Chipset making giant Intel has been struggling to fix a hardware-based security flaw

Source From: IANS 2019-11-13 15:39:19
San Francisco, Nov 13 (IANS) Chipset making giant Intel has been struggling to fix a hardware-based security flaw in its processors that could potentially leak confidential data from a PC or server.

The firm is still coming up short on patching the vulnerabilities, said security researchers from the VUSec group at the Vrije Universiteit Amsterdam, according to a report in PC Mag.

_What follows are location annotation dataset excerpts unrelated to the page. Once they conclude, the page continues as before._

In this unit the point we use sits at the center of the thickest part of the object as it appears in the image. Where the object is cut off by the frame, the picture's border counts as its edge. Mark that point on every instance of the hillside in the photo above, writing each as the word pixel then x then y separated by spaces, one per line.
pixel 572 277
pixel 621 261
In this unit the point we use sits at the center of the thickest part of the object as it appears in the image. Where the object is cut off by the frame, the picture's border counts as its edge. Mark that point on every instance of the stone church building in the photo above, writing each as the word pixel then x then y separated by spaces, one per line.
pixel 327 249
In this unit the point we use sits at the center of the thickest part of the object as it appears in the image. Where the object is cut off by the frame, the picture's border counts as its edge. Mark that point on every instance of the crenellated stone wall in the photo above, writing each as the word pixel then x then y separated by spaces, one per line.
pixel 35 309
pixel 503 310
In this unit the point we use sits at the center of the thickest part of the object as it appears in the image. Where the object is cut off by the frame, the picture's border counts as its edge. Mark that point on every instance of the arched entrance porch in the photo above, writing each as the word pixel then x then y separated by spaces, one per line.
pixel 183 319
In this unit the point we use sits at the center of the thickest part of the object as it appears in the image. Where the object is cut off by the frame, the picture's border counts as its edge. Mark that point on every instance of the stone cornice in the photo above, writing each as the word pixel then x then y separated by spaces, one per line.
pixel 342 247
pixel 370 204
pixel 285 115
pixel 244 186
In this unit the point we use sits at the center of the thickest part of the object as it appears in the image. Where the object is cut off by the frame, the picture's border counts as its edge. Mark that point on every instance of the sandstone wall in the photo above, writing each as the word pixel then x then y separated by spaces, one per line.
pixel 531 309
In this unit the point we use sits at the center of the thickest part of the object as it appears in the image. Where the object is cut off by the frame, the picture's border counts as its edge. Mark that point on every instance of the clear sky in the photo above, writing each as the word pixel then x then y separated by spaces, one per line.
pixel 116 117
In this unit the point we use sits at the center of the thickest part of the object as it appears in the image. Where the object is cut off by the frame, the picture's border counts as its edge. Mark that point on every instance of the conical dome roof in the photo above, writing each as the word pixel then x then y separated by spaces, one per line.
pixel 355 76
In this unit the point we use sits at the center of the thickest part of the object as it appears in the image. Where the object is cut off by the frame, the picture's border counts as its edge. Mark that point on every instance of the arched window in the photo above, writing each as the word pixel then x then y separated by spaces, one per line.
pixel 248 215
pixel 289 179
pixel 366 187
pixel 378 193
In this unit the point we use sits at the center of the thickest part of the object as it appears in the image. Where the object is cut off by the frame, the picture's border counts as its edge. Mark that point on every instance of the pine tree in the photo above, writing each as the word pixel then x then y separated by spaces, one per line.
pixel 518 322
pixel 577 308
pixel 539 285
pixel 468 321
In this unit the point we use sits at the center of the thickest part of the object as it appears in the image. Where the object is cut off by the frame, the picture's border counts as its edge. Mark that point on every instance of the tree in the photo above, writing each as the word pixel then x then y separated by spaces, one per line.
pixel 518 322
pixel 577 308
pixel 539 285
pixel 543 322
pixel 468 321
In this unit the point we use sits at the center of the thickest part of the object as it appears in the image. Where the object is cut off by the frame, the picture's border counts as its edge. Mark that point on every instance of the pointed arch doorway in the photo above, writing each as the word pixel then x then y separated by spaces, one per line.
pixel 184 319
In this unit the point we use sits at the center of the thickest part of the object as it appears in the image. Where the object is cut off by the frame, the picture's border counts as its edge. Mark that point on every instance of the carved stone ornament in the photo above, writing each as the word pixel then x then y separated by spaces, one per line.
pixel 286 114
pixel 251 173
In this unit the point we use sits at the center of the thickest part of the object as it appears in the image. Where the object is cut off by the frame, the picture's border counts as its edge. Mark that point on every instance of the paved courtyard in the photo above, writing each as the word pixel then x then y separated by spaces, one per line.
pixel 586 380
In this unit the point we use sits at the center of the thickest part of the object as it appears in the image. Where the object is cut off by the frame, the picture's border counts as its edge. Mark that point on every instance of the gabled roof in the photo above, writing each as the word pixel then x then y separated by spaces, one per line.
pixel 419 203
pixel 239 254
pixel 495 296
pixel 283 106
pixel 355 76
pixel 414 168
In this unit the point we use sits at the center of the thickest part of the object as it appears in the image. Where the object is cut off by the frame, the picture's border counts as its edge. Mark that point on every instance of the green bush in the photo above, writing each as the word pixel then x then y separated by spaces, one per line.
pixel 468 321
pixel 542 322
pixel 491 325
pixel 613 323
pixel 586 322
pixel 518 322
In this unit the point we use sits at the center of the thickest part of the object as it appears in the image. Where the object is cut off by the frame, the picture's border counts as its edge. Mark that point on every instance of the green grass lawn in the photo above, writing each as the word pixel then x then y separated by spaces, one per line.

Two separate groups of academics said they were able to exploit the chip flaws on the 9th-generation Intel "Cascade Lake" processors, which were supposedly designed to stop such attacks.

"Unfortunately, until there is sufficient public/industry pressure, there seems to be little incentive for Intel to change course, leaving the public with a false sense of security," the researchers added.

Earlier, in May, the company had announced fixes that it said would fix the most recent problems rising from the loophole, which were brought to its attention by security researchers in Europe.

Reports now suggest that the previous repair did not stop all the ways attackers could take advantage of the loophole, forcing it to take further action this week.

The problem deals with two hardware-based flaws, named "ZombieLoad" and "RIDL" (Rogue In-flight Data Load).

To achieve the speed boosts, Intel processors have been designed to predict and pre-fetch computing instructions as the system runs. But this can come at a cost. You can also trick the same processes into pre-fetching confidential data from the machine before leaking it, according to security researchers, the report added.